Pada suatu senja, ada seorang Ayah yang sedang duduk dengan putranya yang berumur 1,5 tahun di beranda rumahnya. Di pohon mangga di depan mereka duduk, hinggaplah seekor burung pipit.
Sang anak kemudian bertanya kepada sang Ayah, “Ayah… burung apakah itu?”. “Itu burung pipit nak…”, jawab sang Ayah. Setelah sepuluh menit berlalu, sang anak kembali bertanya kepada sang Ayah, “Ayah… itu burung apa ya?”. Kembali sang Ayah menjawab, “Itu burung pipit nak…”. Kemudian setelah sepuluh menit berselang, kembali sang anak bertanya hal yang sama, “Itu burung apa yah?”. Dengan sabar dan lembut, sang Ayah kembali menjawab, “Itu adalah burung pipit nak…”. Sang anak pun kembali bertanya ingin tahu, “Dia rumahnya dimana yah? Dia makannya apa? Dia punya ibu nggak? Dia punya ayah?”. Banyak pertanyaan yang di tanyakan oleh sang anak ingin tahu. Sang Ayah pun menjawab setiap pertanyaan sang anak dengan sabar dan lembut.

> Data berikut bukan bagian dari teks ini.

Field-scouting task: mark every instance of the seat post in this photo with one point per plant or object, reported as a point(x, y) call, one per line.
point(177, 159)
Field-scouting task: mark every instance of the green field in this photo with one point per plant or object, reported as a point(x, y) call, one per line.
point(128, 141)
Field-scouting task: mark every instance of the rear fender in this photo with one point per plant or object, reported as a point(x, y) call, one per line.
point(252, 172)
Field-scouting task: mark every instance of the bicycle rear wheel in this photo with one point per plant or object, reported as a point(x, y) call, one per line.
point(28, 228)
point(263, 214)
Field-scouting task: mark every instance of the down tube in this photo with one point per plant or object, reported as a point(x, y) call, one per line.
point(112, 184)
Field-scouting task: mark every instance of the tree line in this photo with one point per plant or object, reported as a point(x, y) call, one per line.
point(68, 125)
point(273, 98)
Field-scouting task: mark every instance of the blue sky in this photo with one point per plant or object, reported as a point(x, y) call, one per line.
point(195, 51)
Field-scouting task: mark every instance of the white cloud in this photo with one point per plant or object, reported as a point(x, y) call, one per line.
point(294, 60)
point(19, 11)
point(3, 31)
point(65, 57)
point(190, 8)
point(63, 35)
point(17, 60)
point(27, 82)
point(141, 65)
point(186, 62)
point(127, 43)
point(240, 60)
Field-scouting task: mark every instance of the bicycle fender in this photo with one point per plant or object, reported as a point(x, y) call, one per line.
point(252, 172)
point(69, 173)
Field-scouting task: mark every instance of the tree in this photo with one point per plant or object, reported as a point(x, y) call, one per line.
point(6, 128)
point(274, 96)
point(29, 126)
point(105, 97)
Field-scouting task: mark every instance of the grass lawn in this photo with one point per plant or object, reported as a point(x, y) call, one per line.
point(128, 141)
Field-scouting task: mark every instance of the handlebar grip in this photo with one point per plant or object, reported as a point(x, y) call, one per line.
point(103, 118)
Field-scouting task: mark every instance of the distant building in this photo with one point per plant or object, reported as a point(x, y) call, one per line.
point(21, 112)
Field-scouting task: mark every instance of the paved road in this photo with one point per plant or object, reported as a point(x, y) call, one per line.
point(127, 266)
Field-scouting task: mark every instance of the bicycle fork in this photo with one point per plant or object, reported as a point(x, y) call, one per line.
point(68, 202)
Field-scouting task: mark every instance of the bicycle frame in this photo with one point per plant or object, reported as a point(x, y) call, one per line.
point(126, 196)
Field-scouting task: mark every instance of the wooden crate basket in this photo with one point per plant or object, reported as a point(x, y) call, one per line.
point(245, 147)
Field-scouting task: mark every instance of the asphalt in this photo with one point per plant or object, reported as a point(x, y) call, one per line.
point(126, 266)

Tahun demi tahun berganti, sang anak pun semakin dewasa. Hingga satu saat sang anak merantau untuk menuntut ilmu di sebuah kampus.
Ketika libur kuliah tiba, sang anak pun pulang ke kampung halamannya.
Pada suatu sore, sang anak dan sang Ayah duduk di beranda rumah seperti kala sang anak berusia 1,5 tahun. Kebetulan ada seekor burung gereja yang hinggap di pohon mangga di depan mereka duduk.
Sang Ayah pun bertanya pada sang anak, “Putraku… burung apakah itu?”. “Itu burung gereja yah..”, jawab sang anak. Sepuluh menit kemudian, sang Ayah kembali bertanya kepada sang anak, “Nakk… itu tadi burung apa?”. “Itu burung gereja Ayah…”, jawab sang anak. Setelah 10 menit berselang, kembali sang Ayah bertanya, “Aduh nakk, ayah lupa lagi… itu tadi burung apa yaa?”. “Itu burung gereja yah… Masa dijelasin dari tadi Ayah nggak paham-paham…”, jawab sang anak dengan kasar nampak jengkel.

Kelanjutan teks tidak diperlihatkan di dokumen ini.